Using a patient’s own cells, scientists can now build up, layer by layer, a body part as complex as a blood vessel or heart valve, in a matter of minutes – and it is expected that they could create organs as complex as livers or kidneys in the future.
Deakin University has recently acquired Victoria’s first commercial 3D bioprinter, and researchers from its Schools of Engineering, Medicine, Exercise and Nutrition Sciences, Life and Environmental Sciences, and its health research centre IMPACT are enthusiastically investigating innovative applications of the technology.
The Engineering bioprinting team includes Associate Prof Abbas Kouzani, Prof Ian Gibson, Dr Mazher Mohammed, Dr Clara Usma, and Mr Scott Adams.
Associate Prof Kouzani - an expert in microsystems engineering - explained that medicine is the latest in a long line of industries to benefit from the 3D printing technology, because the bioprinting offshoot of this technology has enabled automated layer-by-layer placement of biocompatible materials, cells, and other necessary elements into complex 3D tissues.
According to Prof Gibson: “Over the past decade, enhancement in function, reduction in price, and increased simplicity of use have resulted in substantial growth of 3D printing, with numerous domains already using the technology, including manufacturing, architecture, education and defence.”
“The 3D bioprinting technology has inconceivable potential applications in medicine,” Associate Prof Kouzani added.
“Although it is still in its early stages, 3D bioprinting has already produced success in printing different experimental tissues, such as bone and neural and cardiac tissues.

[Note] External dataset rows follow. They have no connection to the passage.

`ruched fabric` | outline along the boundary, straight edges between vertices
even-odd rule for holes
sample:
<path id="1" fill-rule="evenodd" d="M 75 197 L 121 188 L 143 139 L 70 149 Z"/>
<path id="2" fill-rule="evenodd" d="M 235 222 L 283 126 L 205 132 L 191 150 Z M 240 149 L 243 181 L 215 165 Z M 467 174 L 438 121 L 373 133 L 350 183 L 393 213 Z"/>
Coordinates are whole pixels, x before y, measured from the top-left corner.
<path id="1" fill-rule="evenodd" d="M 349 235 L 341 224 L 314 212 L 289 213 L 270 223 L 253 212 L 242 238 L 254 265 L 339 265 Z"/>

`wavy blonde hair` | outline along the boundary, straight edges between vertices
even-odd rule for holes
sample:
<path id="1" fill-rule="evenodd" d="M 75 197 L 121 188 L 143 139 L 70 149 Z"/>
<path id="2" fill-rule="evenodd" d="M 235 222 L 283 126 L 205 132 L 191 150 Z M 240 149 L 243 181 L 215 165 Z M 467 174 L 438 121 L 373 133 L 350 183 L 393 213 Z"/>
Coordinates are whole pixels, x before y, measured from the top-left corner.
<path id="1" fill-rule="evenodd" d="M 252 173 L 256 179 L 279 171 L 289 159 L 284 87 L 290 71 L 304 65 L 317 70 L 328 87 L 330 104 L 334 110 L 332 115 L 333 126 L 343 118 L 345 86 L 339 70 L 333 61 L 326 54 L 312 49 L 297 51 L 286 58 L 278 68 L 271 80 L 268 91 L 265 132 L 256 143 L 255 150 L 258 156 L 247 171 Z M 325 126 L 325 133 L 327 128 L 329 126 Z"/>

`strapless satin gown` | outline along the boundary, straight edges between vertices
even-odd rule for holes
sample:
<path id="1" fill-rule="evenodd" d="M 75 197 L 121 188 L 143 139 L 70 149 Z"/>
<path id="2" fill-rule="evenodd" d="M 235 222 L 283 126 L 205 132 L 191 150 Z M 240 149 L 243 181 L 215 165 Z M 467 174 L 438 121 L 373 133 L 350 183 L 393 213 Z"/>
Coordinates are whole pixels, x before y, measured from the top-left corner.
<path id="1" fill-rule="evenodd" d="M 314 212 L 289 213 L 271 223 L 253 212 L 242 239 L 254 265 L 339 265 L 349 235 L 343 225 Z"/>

"As one example, medical imaging has been used to scan a patient’s injured skull, and the resulting 3D CAD model has been used to print a customised skull patch for the patient.”
Among a plethora of potential applications, Deakin scientists expect to undertake research relating to breast reconstruction or augmentation, implantable bone, sensors for sport or medical use, and organ biomimicry using a patient’s own cells to investigate tailored responses to commonly administered drugs.
Associate Prof Kouzani explained that the Deakin bioprinter works by extruding biocompatible materials, such as soft hydrogels, polymer melts, ceramics and metals, through small nozzles, whose position and function are precisely controlled.
More importantly, it is capable of printing living cells within a nutrient-containing gel solution that mimics conditions found in the human body.
“The process follows principles derived from tissue engineering, which employs the self-organising properties of cells, and exploits recent advances in micro/nano fabrication technology, to print cells into 3D functional tissues,” he said.
Hurdles still to be overcome include in-vivo compatibility, revascularisation (controlled creation of the vascular system in functional structures), and cost, among others.
“We are now building an interdisciplinary research team that includes representatives from health-related industries. This technology has outstanding potential for Geelong’s healthcare industry and economy in the coming years.”